After the death of a loved one, most families are in a state of shock and grief. During that time, most people have difficulty making decisions with regard to that loved one’s last wishes. The most important gift you can leave for your family may simply be the guidance they need to handle your estate. The most common way to provide that guidance is through a Last Will and Testament and a Letter of Instruction.
The purpose of a Letter of Instruction
A Letter of Instruction is a written document that contains specific details that are not generally included in the Will. The purpose is to fill in any gaps that may be left by the terms of the Will, and it is used basically as a supplement to the Will. Just as family members need to know of the location of a Will, the Letter of Instruction should be placed along with the Will.

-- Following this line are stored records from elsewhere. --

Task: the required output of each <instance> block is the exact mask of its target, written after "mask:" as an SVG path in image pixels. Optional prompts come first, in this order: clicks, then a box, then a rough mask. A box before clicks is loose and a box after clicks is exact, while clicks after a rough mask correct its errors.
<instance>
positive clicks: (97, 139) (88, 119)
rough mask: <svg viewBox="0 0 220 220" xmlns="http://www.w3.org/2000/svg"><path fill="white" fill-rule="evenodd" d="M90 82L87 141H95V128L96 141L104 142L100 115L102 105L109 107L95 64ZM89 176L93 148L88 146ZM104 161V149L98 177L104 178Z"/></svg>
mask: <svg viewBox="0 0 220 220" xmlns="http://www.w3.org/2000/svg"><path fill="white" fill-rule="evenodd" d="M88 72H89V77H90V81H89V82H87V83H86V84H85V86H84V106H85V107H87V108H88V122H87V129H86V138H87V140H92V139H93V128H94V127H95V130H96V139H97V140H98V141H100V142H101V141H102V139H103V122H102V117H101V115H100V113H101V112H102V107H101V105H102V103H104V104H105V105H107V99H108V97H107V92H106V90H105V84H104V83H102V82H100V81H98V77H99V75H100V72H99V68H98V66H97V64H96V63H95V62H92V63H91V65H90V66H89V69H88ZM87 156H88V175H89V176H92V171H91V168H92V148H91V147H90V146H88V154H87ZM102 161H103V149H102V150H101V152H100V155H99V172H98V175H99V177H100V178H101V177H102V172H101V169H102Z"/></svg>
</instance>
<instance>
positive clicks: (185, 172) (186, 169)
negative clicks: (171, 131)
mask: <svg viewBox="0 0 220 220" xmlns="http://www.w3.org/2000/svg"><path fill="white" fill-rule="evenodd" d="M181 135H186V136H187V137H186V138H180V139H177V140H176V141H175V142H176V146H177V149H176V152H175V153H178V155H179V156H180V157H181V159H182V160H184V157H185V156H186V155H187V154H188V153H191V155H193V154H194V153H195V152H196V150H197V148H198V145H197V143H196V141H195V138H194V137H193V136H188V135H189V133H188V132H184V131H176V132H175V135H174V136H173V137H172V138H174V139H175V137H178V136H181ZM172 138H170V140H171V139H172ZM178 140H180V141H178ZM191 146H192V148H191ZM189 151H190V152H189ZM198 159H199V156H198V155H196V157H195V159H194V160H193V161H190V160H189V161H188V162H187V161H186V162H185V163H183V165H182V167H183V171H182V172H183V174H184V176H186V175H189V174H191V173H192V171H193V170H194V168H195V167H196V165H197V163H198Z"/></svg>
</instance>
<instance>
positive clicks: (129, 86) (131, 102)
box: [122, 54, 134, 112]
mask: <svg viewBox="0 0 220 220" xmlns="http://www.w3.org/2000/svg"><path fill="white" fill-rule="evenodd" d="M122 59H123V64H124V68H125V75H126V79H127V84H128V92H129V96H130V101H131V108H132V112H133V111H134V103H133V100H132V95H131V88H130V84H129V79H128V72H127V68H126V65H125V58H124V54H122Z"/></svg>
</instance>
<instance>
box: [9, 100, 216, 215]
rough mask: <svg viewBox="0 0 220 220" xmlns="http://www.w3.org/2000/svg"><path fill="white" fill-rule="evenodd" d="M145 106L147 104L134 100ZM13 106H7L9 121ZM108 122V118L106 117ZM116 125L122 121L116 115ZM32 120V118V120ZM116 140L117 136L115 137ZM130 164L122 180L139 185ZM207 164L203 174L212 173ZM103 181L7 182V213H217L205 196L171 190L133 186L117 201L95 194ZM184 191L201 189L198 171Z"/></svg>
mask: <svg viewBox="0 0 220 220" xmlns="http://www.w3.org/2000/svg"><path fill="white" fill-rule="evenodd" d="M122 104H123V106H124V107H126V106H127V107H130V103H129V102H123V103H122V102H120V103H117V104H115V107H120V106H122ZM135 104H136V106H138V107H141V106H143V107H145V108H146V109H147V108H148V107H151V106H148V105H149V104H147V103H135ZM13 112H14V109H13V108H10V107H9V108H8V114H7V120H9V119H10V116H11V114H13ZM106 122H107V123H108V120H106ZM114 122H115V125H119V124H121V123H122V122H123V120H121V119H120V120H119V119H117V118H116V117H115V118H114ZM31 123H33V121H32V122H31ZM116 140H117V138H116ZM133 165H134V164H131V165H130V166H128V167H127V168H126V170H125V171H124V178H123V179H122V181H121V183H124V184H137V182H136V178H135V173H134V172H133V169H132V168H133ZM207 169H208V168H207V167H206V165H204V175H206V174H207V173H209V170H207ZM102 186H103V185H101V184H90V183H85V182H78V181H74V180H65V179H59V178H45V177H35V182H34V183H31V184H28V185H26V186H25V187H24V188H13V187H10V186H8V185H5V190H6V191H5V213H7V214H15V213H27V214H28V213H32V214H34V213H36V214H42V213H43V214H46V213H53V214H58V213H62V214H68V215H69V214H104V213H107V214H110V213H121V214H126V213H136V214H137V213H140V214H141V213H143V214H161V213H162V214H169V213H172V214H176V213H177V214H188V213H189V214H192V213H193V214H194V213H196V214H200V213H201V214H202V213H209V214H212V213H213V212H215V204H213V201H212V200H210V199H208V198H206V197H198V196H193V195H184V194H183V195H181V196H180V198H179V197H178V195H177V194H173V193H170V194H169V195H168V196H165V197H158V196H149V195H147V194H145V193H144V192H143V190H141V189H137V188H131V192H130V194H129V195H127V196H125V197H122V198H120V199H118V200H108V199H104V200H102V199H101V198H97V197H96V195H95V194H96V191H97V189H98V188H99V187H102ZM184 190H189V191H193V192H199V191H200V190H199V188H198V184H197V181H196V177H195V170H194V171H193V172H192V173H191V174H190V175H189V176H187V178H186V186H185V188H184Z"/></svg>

Common issues addressed in the Letter of Instruction
There are certain issues that can be more easily addressed in the Letter of Instruction, than in the Will itself. Some of these issues include the following:
- The identity of your attorney, accountant, insurance agent, and any other important contacts
- The location of all other important documents, such as insurance policies, birth certificates, deeds, etc.
- Financial information regarding bank accounts, retirement plans, safe deposit boxes, etc.
Items with sentimental value
Typically, there are certain personal items that have high sentimental value and cause most of the disputes among family members. It is wise to provide very specific instruction regarding these items, to the extent that information is not contained in the Will. Although a Letter of Instruction is not legally binding, it is very useful when used in conjunction with a Last Will and Testament.
Why a Letter of Instruction is so important
A Letter of Instruction should never be used as a substitute for a Will. Instead, it provides a detailed list of all the information your family will need in order to handle your estate, after your death. Without this necessary information, your family will likely spend a significant amount of time and money trying to locate that information, such as the location of your bank accounts, safe deposit boxes and other aspects of your finances and assets.
After the Letter of Instruction is drafted
After you have completed the Letter of Instruction, you should not only attach one copy to your Will, but also make another copy to give to your attorney. Also, keep one in a location your family would most likely look first when they try to find the information they need. It is also crucial that you update the letter regularly, as account numbers, bank locations and other aspects of your life and finances are likely to change.